Pseudocode for TLEShare appears in Figure 14 and Figure 15. The implementations of *ProfileAndThrottle*, *LockAcquire* and *LockRelease* are omitted, since they are the same as in TLEStarve.

*computeBestLockModes* is similar to the implementation for TLEStarve, but it also saves the second best mode (in the variable



Figure 16. Experimental results for unbalanced BSTs.



Figure 17. Experimental results for skip-lists.

*alternateMode*), and computes how much of each time quantum should be allocated to the fastest mode. If the fastest mode is to let both sockets run, then the lock simply lets both sockets run, and does not alternate modes. Otherwise, it decides how much time to give to the fastest mode using the number of lock acquisitions in modes zero and one that were recorded in the last profiling phase.

*getMode* is similar to the implementation for TLEStarve except that instead of simply returning the fastest mode, it uses the current time to determine whether the lock is currently in its fastest mode, or its second fastest mode.

## **B.** Additional experimental results

In this section, we present additional experimental results with other implementations of the set ADT. Figure 16 shows the results for the unbalanced BST microbenchmark. The graphs for the 100% searches workload are omitted as they are similar to those for the AVL tree.

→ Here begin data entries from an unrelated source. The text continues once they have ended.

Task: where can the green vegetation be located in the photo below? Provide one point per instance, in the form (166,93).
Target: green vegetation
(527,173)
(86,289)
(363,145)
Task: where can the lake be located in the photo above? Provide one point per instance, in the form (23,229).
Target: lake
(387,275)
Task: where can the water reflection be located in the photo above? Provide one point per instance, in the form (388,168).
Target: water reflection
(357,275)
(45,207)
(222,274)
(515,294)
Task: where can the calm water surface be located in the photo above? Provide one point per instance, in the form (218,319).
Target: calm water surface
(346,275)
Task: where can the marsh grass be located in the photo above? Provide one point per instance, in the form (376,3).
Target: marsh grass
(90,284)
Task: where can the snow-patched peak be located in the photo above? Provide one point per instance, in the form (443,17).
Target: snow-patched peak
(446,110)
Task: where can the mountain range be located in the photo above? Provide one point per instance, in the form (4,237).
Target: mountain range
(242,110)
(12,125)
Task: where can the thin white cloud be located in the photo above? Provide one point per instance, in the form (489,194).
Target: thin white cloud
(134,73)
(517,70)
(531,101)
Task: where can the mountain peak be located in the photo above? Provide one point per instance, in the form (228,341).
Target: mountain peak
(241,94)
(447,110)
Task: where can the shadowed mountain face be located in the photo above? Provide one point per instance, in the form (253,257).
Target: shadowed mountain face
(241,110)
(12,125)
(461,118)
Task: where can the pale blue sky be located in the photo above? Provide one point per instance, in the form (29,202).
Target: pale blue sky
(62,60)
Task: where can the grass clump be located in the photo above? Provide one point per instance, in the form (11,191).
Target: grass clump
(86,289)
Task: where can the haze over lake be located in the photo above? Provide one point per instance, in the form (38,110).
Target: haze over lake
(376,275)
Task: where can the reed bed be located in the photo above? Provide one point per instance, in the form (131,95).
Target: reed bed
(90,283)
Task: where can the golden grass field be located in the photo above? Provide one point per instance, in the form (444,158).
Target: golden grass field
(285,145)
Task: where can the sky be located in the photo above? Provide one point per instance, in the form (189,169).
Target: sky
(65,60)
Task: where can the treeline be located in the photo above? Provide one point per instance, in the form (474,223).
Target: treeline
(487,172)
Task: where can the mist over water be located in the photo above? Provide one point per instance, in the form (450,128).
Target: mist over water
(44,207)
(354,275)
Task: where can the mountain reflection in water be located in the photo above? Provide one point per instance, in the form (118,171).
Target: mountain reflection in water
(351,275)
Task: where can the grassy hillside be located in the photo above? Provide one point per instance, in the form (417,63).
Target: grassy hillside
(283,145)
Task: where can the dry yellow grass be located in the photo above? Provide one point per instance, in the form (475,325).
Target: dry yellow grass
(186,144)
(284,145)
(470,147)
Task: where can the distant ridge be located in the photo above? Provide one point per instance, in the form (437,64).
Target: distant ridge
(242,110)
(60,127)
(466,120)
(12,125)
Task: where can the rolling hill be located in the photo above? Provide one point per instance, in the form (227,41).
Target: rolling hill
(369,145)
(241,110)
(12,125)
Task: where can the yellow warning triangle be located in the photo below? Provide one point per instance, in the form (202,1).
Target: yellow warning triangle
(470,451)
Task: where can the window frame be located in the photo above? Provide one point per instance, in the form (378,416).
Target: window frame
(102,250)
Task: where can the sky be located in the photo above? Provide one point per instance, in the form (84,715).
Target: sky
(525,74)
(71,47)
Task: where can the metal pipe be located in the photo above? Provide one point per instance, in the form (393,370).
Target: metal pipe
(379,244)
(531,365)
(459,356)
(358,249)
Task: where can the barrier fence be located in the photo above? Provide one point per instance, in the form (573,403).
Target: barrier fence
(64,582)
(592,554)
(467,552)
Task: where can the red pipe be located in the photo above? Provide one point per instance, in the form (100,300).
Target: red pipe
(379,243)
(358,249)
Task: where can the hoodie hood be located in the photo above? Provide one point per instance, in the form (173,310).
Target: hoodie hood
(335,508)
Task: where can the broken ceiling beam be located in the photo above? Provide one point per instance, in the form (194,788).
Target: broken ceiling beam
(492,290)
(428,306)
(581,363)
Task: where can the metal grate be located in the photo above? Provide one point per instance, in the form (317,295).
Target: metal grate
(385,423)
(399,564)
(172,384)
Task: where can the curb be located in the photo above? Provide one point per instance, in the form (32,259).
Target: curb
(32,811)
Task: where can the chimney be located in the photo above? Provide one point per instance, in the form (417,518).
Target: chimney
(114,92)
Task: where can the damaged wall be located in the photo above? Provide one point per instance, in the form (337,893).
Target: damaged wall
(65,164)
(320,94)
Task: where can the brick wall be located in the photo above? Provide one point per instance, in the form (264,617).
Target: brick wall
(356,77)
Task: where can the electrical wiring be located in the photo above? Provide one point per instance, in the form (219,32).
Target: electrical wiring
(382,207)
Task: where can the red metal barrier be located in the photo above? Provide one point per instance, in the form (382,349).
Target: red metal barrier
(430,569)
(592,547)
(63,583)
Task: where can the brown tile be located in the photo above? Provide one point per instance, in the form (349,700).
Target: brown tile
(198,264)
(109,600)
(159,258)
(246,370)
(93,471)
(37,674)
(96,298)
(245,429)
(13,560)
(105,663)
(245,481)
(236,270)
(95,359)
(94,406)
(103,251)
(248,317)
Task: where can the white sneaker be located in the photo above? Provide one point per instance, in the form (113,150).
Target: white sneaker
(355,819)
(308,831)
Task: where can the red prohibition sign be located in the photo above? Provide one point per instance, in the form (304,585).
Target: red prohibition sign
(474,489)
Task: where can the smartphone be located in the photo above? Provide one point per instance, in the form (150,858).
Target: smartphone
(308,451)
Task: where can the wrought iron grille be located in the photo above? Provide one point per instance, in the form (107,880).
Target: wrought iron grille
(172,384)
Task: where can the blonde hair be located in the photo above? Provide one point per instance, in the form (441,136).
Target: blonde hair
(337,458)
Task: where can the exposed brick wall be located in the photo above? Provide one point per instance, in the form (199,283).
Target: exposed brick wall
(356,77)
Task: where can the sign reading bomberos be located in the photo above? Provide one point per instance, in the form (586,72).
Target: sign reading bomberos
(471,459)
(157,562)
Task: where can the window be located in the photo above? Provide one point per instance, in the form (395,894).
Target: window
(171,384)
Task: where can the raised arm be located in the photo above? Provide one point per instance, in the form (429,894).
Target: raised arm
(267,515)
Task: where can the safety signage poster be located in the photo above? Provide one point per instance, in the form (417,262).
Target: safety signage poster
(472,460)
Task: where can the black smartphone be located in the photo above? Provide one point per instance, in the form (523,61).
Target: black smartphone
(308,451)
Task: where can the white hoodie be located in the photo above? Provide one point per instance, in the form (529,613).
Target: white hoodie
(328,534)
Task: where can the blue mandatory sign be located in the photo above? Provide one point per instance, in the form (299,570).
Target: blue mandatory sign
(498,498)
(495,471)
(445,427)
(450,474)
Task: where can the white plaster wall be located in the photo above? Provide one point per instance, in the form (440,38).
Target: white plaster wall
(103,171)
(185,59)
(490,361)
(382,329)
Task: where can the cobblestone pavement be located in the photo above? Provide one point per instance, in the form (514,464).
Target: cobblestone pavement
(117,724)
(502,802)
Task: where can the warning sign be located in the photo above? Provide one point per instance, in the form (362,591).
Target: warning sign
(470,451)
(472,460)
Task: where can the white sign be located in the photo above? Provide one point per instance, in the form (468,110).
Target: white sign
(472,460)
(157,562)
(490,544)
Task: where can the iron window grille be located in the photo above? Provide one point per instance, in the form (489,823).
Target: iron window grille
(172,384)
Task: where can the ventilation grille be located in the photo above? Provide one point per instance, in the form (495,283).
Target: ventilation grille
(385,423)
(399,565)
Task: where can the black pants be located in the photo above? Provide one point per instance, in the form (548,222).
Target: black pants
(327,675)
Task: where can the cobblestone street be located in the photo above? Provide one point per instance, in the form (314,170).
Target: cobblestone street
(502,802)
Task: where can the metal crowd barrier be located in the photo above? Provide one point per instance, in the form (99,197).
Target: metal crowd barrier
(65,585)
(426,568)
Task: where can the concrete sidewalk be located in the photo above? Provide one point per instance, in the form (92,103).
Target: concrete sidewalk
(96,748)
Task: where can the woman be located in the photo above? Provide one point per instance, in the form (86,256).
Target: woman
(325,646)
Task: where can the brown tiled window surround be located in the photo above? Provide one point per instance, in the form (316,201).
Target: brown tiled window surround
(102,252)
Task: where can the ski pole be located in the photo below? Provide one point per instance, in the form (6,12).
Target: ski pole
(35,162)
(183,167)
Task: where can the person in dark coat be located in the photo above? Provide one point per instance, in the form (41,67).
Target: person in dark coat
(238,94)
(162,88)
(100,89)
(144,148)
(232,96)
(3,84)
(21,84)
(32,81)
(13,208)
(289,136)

For the unbalanced BST, we see much less performance degradation for TLE when threads run on both sockets. In fact, TLE continues to scale on two sockets for 20% updates workload with the small key range, where it plummeted for the AVL tree. Even 100% updates workload with the large key range scales beyond one socket. As we mentioned in Section 3, this is in line with our hypothesis about cross socket cache invalidations. In 100% updates workload with key range [0, 2048), TLESCM has a significant performance advantage over TLE. Despite this, TLEShareSCM and TLEShare achieve approximately the same performance. One plausible explanation is that the concurrency restrictions imposed by TLESCM to improve performance become irrelevant when threads running on one of the sockets are throttled.

Next, we discuss the results for the skip-list, which appear in Figure 17. Similarly to the unbalanced BST, the graphs for the 100% searches workload are omitted. The skip-list performs more similarly to the AVL tree for the small key range, while it is more similar to the unbalanced BST with the large key range. The performance degradation of TLE when the second socket is in use is slightly less severe than for the AVL tree, but it is still debilitating. TLEShare is able to avoid this degradation.